Prove that $(\Bbb Z_2 \times \Bbb Z_2\times \Bbb Z_2, +)$ is not isomorphic to $(\Bbb Z_4 \times \Bbb Z_2, +)$

Question

Prove that $(\Bbb Z_2 \times \Bbb Z_2\times \Bbb Z_2, +)$ is not isomorphic to $(\Bbb Z_4 \times \Bbb Z_2, +).$

I believe that both groups have the same cardinality, however, it is not injective as the identity element in both groups are $(0,0,0)$ and $(0,0)$ respectively and so $1$ from $\Bbb Z_2$ would have to map to $1, 2$ and $3$ from $\Bbb Z_4$. Is my thought process correct?

Answer 1

I think you are confusing $1$ (the identity) and $\mathbf{0}$ here. It is a problem with using $1_G$ as the identity too often over $e_G$ (there are arguments for both). The identity in the first group is $(0,0,0)$ and in the second $(0,0)$. Certainly an isomorphism would have to send $(0,0,0)$ to $(0,0)$ or vise versa. But this hasn't told you anything about an isomorphism between them because every homomorphism between them has this problem.

Perhaps what you are thinking is trying to map a generator '1' in one to another. But neither of these groups are cyclic. The element $(1,1,1)$ does not generate the first group and $(1,1)$ does not generate the second. It is almost always the case that $(1,1,\ldots,1)$ does not generate $C_{n_1} \times \cdots \times C_{n_k}$, where $C_{n_i}$ is the cyclic group of order $n_i$. [There are some special cases when it does. You learn about these in the Fundamental Theorem of Finitely Generated Abelian Groups.] But here's a hint:

HINT. An isomorphism preserves the order of elements, i.e. if $\phi$ is an isomorphism of groups, then $g$ and $\phi(g)$ have the same order. So isomorphic finite groups have the same number of elements of a given order. Can you find an element of $\mathbb{Z}_4 \times \mathbb{Z}_2$ of 'higher' order that cannot be found in $\mathbb{Z}_2 \times \mathbb{Z}_2 \times \mathbb{Z}_2$?

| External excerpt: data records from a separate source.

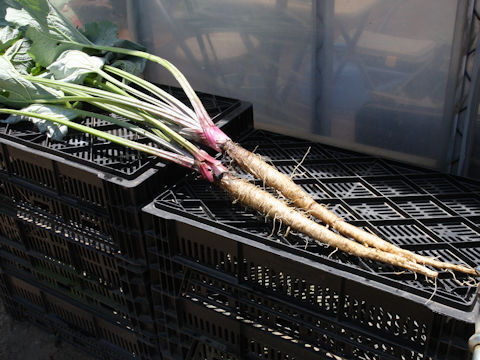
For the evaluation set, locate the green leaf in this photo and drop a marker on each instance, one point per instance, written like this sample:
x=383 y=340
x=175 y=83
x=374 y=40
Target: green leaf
x=73 y=66
x=18 y=92
x=53 y=130
x=46 y=26
x=19 y=57
x=8 y=35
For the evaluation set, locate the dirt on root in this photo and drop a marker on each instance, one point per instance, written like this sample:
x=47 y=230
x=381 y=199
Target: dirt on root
x=20 y=340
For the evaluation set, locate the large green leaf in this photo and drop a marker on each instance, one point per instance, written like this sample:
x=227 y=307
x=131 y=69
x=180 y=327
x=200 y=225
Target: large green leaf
x=17 y=92
x=46 y=26
x=8 y=35
x=73 y=66
x=19 y=57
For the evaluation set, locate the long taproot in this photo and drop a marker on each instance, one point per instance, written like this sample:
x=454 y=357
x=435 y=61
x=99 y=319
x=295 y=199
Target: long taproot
x=272 y=177
x=254 y=197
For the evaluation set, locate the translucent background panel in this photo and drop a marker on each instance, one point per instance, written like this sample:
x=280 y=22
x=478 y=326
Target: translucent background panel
x=369 y=75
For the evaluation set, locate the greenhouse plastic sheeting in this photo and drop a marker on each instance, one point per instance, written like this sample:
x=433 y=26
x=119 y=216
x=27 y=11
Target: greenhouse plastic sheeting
x=369 y=75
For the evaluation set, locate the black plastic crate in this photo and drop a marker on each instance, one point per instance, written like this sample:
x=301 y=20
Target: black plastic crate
x=76 y=263
x=93 y=182
x=323 y=303
x=72 y=322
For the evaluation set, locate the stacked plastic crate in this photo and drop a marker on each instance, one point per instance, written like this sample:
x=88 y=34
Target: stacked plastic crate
x=72 y=250
x=228 y=284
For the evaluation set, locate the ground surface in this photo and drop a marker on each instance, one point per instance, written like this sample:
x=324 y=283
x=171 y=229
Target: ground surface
x=22 y=341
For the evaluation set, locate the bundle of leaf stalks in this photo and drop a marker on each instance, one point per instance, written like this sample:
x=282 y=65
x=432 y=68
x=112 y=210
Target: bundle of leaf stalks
x=49 y=71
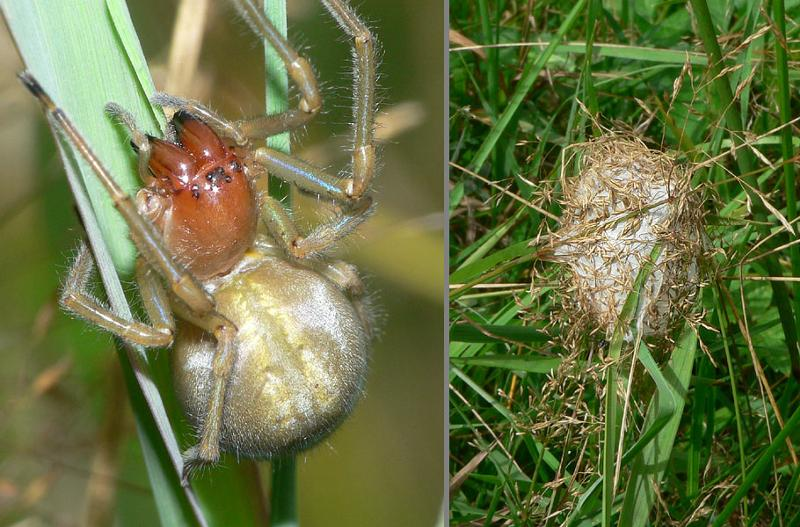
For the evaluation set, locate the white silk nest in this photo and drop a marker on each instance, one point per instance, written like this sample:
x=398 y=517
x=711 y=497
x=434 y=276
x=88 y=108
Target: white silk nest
x=626 y=199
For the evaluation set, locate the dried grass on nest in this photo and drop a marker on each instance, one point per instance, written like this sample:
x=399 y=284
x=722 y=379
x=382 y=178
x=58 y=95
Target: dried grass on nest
x=625 y=199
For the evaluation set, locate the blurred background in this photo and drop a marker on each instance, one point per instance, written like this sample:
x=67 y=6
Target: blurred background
x=69 y=453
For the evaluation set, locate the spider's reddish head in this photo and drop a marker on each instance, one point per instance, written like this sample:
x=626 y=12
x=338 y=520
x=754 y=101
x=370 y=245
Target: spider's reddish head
x=200 y=198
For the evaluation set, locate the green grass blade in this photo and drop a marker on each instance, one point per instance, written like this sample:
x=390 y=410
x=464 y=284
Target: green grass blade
x=529 y=75
x=77 y=55
x=758 y=468
x=284 y=485
x=613 y=410
x=787 y=148
x=661 y=425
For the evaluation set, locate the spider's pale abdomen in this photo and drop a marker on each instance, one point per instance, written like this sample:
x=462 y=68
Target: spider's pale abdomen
x=300 y=365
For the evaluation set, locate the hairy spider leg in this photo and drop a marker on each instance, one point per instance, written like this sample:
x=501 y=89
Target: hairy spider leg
x=75 y=297
x=349 y=193
x=200 y=306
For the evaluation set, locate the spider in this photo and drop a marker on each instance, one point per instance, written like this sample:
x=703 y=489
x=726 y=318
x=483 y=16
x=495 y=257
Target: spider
x=271 y=340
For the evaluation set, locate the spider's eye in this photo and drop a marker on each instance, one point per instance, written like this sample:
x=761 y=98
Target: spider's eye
x=170 y=162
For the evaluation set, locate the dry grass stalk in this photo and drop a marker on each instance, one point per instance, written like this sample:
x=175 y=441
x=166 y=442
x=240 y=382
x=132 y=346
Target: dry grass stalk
x=626 y=199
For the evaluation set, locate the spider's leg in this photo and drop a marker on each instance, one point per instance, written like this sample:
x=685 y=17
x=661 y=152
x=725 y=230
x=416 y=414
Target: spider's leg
x=197 y=305
x=350 y=193
x=364 y=104
x=144 y=235
x=283 y=229
x=207 y=450
x=76 y=298
x=350 y=189
x=297 y=67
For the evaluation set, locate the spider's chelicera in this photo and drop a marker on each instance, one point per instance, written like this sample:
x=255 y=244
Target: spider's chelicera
x=270 y=348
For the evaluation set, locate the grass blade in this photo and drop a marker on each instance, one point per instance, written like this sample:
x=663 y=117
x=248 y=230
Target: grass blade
x=529 y=75
x=284 y=485
x=666 y=407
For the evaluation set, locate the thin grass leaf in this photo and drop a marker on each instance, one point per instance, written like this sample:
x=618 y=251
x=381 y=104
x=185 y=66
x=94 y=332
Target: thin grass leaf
x=284 y=485
x=77 y=56
x=529 y=75
x=661 y=425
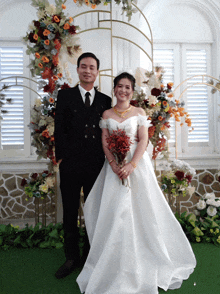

Alternatively, notice that if $g \in \mathbb{Z}_2 \times \mathbb{Z}_2 \times \mathbb{Z}_2$, then $g+g= (0,0,0)$ for all $g$. But what about the element $\phi(g+g)$ as $g$ varies over all $g \in \mathbb{Z}_2 \times \mathbb{Z}_2 \times \mathbb{Z}_2$? Can you use the properties of an homomorphism $\phi$ to show that if $\phi$ were an isomorphism that this cannot hold for all possible $\phi(g)$? That is, can you find $h \in \mathbb{Z}_4 \times \mathbb{Z}_2$ so that $h+h \neq (0,0)$? If so, can there be a $g \in \mathbb{Z}_2 \times \mathbb{Z}_2 \times \mathbb{Z}_2$ with $\phi(g)=h$?

Answer 2

One technique which can sometimes be useful is to pick a positive integer $k$ then, for each element, calculate its $k$th power. Then find how many elements arose how many times among the $k$th powers.

Here, $k=2$ is suitable: find the square of each element. In $\mathbb{Z}_2\times\mathbb{Z}_2\times\mathbb{Z}_2$, the identity turns up all 8 times, and this is enough to distinguish this group from any other 8-element group. But the technique can also be useful to distinguish between groups both of which have several elements of order 4 with various elements for their squares.